Faced with poverty, low maternal education and fears about treatment effects, many families in sub-Saharan Africa are abandoning cancer treatment for children and young people, harming chances of survival.
In Kenya and Zambia, for instance, treatments for childhood cancers are abandoned in around half of all cases ‒ 54% in Kenya and 46% in Zambia ‒ according to The Lancet Oncology Commission, reporting on the problem in May 2022. The Commission found that high costs are major barriers to accessing treatment in sub-Saharan Africa, with African countries paying higher prices for cancer drugs on average compared with Latin American countries with a similar income level or disease rate.
The Commission also highlighted the lack of psychosocial support and a shortage of paediatric oncologists, which leaves children to be treated by nurses and medical officers. It recognised that major investments in training and recruitment will struggle to address this staffing shortfall so long as high-income nations such as the UK continue to entice local staff with more lucrative job offers.
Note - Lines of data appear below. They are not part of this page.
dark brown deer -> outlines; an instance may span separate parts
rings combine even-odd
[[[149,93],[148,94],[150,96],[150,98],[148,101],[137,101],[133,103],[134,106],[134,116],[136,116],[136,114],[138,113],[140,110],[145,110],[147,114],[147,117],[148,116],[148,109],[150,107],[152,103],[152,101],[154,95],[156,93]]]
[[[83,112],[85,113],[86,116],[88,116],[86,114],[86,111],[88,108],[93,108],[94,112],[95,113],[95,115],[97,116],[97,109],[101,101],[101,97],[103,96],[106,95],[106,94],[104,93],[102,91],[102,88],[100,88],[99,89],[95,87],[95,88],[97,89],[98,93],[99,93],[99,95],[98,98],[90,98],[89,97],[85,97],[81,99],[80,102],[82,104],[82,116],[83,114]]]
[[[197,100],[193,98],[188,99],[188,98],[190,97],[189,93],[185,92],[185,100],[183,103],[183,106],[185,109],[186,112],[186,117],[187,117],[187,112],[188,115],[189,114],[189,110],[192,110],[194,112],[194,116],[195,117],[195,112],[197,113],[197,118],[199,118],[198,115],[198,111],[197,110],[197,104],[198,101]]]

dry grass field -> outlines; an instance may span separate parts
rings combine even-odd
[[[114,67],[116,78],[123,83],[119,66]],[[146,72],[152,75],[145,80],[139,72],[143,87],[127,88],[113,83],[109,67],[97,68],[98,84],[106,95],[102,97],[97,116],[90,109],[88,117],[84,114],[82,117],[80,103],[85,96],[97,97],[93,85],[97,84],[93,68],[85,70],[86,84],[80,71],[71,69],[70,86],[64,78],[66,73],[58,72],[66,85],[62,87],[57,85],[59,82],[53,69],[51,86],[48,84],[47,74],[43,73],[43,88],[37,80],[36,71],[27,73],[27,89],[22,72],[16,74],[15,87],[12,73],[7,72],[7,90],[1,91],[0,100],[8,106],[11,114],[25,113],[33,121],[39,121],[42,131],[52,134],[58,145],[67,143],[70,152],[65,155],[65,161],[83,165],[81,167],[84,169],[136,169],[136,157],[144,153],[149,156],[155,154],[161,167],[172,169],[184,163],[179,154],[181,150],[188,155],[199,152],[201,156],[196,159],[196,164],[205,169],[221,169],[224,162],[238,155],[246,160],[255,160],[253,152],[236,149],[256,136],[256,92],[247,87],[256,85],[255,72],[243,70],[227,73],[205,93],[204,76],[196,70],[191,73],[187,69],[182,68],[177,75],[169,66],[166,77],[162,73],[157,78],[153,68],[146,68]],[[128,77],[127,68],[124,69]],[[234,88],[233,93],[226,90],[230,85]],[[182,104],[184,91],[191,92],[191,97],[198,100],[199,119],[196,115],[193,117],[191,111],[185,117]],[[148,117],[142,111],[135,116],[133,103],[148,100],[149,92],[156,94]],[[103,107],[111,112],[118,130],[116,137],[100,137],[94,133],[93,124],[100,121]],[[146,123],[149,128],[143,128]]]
But there are other factors at play. The 14th International Society of Paediatric Oncology (SIOP) Africa Continental Congress, held in Uganda in March 2022, heard that lack of transport to health facilities, the choice of traditional healers over clinically trained physicians, and lack of finance and information also play a part in treatment abandonment.
One of the speakers at the congress was Claire Atuhaire from Uganda, mother to a four-year-old child with leukaemia. “I don’t think all these parents understand the big words the doctors tell them,” she said. “I know that the doctors try their best to explain but… For example, when we were told that our child had cancer, we did not understand anything. I just stared at the doctor and heard only the word ‘cancer’. Nothing else. I was just crying.”
The case of John Mubiru (not his real name) was also presented at the conference. He first had tests for cancer when he was 17 years old, with a suspected cancer in his eye, which he then received treatment for.
John’s father was hesitant to continue treatment, because his son’s tests results were not explained, and because of money worries
Then a fast-growing tumour developed on his leg. At a visit to the oncology department with his father two years later, John refused to have a confirmatory biopsy, saying his first biopsy had been very painful and he had been given no pain relief. He flatly refused further treatment.
John’s father was also hesitant about continuing with treatment, because of frustration that the health workers did not explain the results of his son’s tests, and because of money worries. John dropped out of treatment.
Megan Cruise, a psychosocial support advisor working with World Child Cancer told the conference that the organisation’s survey of families found that financial support and good food would be of most value to make child patients’ stay in hospital comfortable. “They said financial support was critical and enabled them to treat their children. Families were also always mentioning the support they needed with nutrition.”
Nicholas Benedicto Chaula, an eye specialist from Tanzania, said that most children come from poor families, and the cost of tests and treatments causes them to seek alternatives like herbal remedies. Retinoblastoma is one of the most common cancers in young children in sub-Saharan Africa and is often diagnosed late, necessitating eye removal.
“If you advise on amputation, say of a leg, that is different from removing an eye,” said Chaula. “When I advise on removing an eye, the parents outrightly refuse because it’s more about appearance and confidence, and a leg is more acceptable.”
While conference participants agreed that psychosocial support could reduce rates at which cancer treatment are being abandoned, the professionals to provide it are not always available in African countries. “Our funders are eager to fund salaries of social workers, claiming they are affordable and their work is more measurable,” said Mawethu Bell, a social worker at CHOC Childhood Cancer Foundation, South Africa. “They also have been around for a while compared to a psychologist or a play therapist, for instance.”
“There’s lack of awareness and less emphasis placed on psychosocial cases because the measurable outcomes are not easily quantified”
Bell explained that, although play therapists play a vital role in the recovery of children with cancer, many providers don’t employ them. “There’s lack of awareness and less emphasis placed on psychosocial cases because the measurable outcomes are not easily quantified,” she said.
Claire Atuhaire’s daughter looks forward to going to hospital every month because she loves playing with her friends. “The journey for her recovery is tough but we are hopeful,” said Atuhaire. “The hospital is a happy place for her because she plays with her friends – but then she knows no other way. She has grown up in the hospital anyway.”
At the Congress, Atuhaire advocated for more awareness about the need for psychosocial support and making contact with parents and survivors with similar challenges. “We are the primary care givers. I learned a lot from a fellow parent and the fact that her child is thriving kept me going and strong,” said Atuhaire.